On dit aussi une autre chose : que ces femmes assistaient de leurs biens Jésus et ses disciples. Cette marque de la générosité qui se traduit par l'assistance est le fait de la charité, comme accueil de Dieu, accueil du Christ et accueil des disciples. L'Église est une communauté de charité, une communauté d'accueil pour tout homme. Et c'est précisément cela que signifient ces femmes par l'assistance même qu'elles apportent à Jésus et au groupe des disciples.

Ainsi donc, on peut dire que même si elles ne sont que trois nommées et quelques autres, c'est-à-dire que même si, apparemment, elles sont moins importantes du point de vue nombre que les Douze apôtres. Elles ont comme fonction de symboliser de la façon la plus réelle, puisqu'elles sont là présentes autour du Christ, la naissance de l'Église, l'Église rassemblée autour de ses ministres et symbolisée par cette présence féminine autour de Jésus qui elle-même montre l'action du Verbe de Dieu au cœur du peuple de Dieu à travers deux choses : la guérison, le pardon des péchés, c'est-à-dire le fait de sortir l'humanité de son péché et ensuite le fait de manifester la grâce de la charité, de l'amour et de l'accueil fraternel. Et ceci correspond au sens profond de la féminité, telle qu'elle a été voulue dans le plan créateur de Dieu : la femme à l'intérieur de l'humanité et à l'intérieur de la communauté chrétienne a comme rôle, dans sa féminité de manifester cet accueil de la grâce de Dieu. Elle est l'image par excellence de l'humanité et de l'Église qui est l'épouse du Christ. Chacun d'entre nous porte en lui ce principe d'avoir besoin d'accueillir, de recevoir en soi, d'être pour ainsi dire fécondé par la présence du Verbe de Dieu en nous, pour que cela porte fruit et un fruit qui demeure.
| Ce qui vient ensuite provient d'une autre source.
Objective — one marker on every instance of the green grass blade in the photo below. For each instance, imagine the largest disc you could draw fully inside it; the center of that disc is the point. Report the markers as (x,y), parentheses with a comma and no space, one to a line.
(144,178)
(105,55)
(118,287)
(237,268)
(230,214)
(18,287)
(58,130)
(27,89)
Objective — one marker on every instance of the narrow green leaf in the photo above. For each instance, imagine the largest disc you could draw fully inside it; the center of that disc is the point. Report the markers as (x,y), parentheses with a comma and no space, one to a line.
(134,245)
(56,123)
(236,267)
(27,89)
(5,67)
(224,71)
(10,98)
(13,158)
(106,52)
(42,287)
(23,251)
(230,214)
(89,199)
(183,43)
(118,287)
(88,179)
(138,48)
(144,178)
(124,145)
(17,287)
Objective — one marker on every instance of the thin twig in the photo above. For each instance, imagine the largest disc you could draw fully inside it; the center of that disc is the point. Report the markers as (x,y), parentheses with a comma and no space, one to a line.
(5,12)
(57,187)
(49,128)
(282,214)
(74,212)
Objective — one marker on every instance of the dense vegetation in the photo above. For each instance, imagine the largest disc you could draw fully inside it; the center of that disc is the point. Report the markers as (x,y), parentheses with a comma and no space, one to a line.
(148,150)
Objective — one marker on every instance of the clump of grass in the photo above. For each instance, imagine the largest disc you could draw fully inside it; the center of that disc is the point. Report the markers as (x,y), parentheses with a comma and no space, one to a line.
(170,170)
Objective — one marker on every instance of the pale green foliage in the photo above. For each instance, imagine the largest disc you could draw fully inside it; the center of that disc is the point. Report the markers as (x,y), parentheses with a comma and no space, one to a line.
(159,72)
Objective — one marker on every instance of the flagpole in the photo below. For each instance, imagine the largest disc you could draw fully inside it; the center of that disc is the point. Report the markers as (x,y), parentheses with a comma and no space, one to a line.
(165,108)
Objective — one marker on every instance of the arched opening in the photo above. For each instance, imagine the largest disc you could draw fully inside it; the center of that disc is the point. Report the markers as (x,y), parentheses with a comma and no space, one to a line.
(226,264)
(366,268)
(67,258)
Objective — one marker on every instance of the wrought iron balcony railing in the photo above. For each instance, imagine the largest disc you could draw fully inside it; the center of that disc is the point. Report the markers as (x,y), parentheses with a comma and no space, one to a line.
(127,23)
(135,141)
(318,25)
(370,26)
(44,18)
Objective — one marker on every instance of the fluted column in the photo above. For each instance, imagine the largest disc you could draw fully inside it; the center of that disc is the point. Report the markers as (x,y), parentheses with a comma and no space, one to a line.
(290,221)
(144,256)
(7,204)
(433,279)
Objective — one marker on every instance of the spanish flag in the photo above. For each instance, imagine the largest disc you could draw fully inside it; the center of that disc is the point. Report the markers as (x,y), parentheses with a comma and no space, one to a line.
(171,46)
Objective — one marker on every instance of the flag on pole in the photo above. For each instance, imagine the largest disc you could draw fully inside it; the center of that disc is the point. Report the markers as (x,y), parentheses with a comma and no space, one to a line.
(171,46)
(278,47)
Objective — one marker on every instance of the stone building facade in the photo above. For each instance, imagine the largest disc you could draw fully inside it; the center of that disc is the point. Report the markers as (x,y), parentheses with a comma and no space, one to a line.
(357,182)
Prions, par l'intercession de ces saintes femmes, pour que l'Église d'aujourd'hui réalise en vérité, non seulement à travers les femmes, mais aussi à travers les hommes dans la mesure où, eux aussi, font partie de cette humanité qui doit être épousée par Dieu, pour qu'elle réalise cette véritable vocation de féminité, c'est-à-dire d'accueil de la présence du Christ, d'accueil de la présence gratuite et gracieuse de Dieu.